Simplicity – Google SRE Handbook (2017)

[+] zbentley|1 year ago|reply

Many commenters here are rightly pointing out Google’s hypocrisy in actually following the principles in this article. Fair enough. But others are throwing the baby out with the bathwater: it’s a little silly to read comment after comment saying that the advice in TFA must be bad because Google does dumb/bad stuff on the regular. Companies aren’t homogenous. Even misguided companies may employ people who can teach others important things.

Boeing is a perfect example of this. I would absolutely read an article proposing principles of engineering reliability from a Boeing eng/QA greybeard. Even as the rest of the company spiraled due to horrible leadership and management practices, many people in engineering and quality control did their damnedest to keep those failures from causing even more harm and loss of life. Those people probably have very valuable lessons to share about how to maintain what quality you can in a deeply hostile environment.

[+] ilrwbwrkhv|1 year ago|reply

Also Google has this problem after they outsourced a bunch of work to third world countries where original thinking is quite limited and management through bureaucracy is the norm.

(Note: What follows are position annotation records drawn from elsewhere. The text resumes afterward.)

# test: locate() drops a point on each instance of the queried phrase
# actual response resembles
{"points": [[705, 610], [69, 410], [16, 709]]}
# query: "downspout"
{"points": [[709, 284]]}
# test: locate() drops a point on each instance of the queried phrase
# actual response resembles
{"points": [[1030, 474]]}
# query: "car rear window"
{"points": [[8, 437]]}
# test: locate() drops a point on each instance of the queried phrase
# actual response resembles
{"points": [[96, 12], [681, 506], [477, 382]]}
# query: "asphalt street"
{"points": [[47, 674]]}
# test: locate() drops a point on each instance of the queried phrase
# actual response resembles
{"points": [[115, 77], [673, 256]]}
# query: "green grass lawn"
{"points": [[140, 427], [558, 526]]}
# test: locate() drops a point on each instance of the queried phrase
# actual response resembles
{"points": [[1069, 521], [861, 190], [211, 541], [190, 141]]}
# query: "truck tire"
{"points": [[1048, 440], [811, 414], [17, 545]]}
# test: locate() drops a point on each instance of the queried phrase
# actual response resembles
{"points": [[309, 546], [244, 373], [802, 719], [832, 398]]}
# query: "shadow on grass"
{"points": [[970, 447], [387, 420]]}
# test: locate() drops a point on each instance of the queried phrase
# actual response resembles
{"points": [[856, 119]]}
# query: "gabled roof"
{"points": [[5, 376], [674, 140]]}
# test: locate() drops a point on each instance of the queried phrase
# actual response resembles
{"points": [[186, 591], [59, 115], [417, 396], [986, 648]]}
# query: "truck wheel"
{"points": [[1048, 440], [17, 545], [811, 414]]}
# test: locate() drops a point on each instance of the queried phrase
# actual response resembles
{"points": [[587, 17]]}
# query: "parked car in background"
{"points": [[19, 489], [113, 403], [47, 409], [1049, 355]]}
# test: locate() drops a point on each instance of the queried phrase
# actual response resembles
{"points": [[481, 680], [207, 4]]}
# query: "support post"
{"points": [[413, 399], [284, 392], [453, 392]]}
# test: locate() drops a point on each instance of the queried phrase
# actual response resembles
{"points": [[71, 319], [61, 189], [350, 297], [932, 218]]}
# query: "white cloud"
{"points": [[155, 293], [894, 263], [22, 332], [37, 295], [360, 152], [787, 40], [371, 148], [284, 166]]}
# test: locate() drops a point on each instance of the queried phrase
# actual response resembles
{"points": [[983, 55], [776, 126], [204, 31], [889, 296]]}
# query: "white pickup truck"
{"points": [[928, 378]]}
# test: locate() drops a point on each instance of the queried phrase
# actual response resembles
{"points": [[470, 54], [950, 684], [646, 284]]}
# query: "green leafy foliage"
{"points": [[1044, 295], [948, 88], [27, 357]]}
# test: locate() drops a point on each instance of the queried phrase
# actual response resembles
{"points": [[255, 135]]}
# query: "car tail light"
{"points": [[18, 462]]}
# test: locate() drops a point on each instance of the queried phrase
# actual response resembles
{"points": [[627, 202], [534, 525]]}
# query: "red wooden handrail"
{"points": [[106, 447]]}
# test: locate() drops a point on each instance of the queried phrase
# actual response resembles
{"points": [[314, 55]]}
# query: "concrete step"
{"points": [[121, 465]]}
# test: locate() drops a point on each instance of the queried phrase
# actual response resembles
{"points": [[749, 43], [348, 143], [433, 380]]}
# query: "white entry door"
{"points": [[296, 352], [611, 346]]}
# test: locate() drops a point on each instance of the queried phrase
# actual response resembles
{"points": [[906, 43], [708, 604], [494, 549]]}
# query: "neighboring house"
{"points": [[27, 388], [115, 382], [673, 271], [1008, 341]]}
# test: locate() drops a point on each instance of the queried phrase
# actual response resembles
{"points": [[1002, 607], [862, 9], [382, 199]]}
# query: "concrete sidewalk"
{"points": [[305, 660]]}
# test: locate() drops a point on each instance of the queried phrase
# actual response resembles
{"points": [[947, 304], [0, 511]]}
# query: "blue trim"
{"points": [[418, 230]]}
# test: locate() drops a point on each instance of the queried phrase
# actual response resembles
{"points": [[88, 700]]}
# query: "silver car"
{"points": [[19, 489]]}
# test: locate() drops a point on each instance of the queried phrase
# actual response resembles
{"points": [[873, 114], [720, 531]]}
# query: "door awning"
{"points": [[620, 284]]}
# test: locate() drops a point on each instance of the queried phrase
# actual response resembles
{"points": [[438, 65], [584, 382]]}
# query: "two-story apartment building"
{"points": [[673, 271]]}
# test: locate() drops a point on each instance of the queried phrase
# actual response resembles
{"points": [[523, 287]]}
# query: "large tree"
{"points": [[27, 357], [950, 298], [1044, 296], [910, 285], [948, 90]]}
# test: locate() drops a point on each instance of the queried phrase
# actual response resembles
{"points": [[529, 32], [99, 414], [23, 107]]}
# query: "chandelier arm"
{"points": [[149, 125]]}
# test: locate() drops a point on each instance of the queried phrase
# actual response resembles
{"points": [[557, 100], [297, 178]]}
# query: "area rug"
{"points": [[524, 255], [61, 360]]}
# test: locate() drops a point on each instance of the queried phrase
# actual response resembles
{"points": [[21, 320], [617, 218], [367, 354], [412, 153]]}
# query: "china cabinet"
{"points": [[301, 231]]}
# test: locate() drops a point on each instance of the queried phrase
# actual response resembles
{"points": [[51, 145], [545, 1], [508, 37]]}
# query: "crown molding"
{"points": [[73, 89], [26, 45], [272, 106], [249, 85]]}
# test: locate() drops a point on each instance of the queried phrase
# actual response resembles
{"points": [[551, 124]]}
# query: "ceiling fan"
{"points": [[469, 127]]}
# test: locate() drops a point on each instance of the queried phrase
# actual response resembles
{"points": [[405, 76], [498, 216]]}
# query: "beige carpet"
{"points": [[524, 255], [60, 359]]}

[+] dangus|1 year ago|reply

I don’t see any validity to the alleged hypocrisy.

End users making that criticism are confusing the products with the reliability practices.

[+] fl0ki|1 year ago|reply

It's only fair to say that SRE's attitude towards complexity can be very different to SWE's, reinforced by how their performance is reviewed.

Though there's still hypocrisy in SRE complaining about how SWE builds projects while building equally contrived projects for other SRE to use.

[+] burakemir|1 year ago|reply

While the text touches on many points I would immediately sign, the paragraph starting with "Because engineers are human beings who often form an emotional attachment to their creations, ..." is really out of place.

The cause of complexity is not emotional attachment, these are decisions being made. The decision to add feature after feature and punt on maintenance for example is something that has little to do with emotions. There is a lot of agency that engineers, SWE and SRE alike have in shaping how things are. However there can be good reasons to abandon simplicity. The real trouble here is not psychology but that as a profession we are really bad at measuring and estimating the effective cost of maintenance. Part of that is considering measures to improve simplicity and maintainability as cost that comes without gain and somehow less important than features, and then just accept giant rewrite a few years later. A continuous portion of upkeep would likely be more economical and real engineering has always included an aspect of economy - cost vs benefit.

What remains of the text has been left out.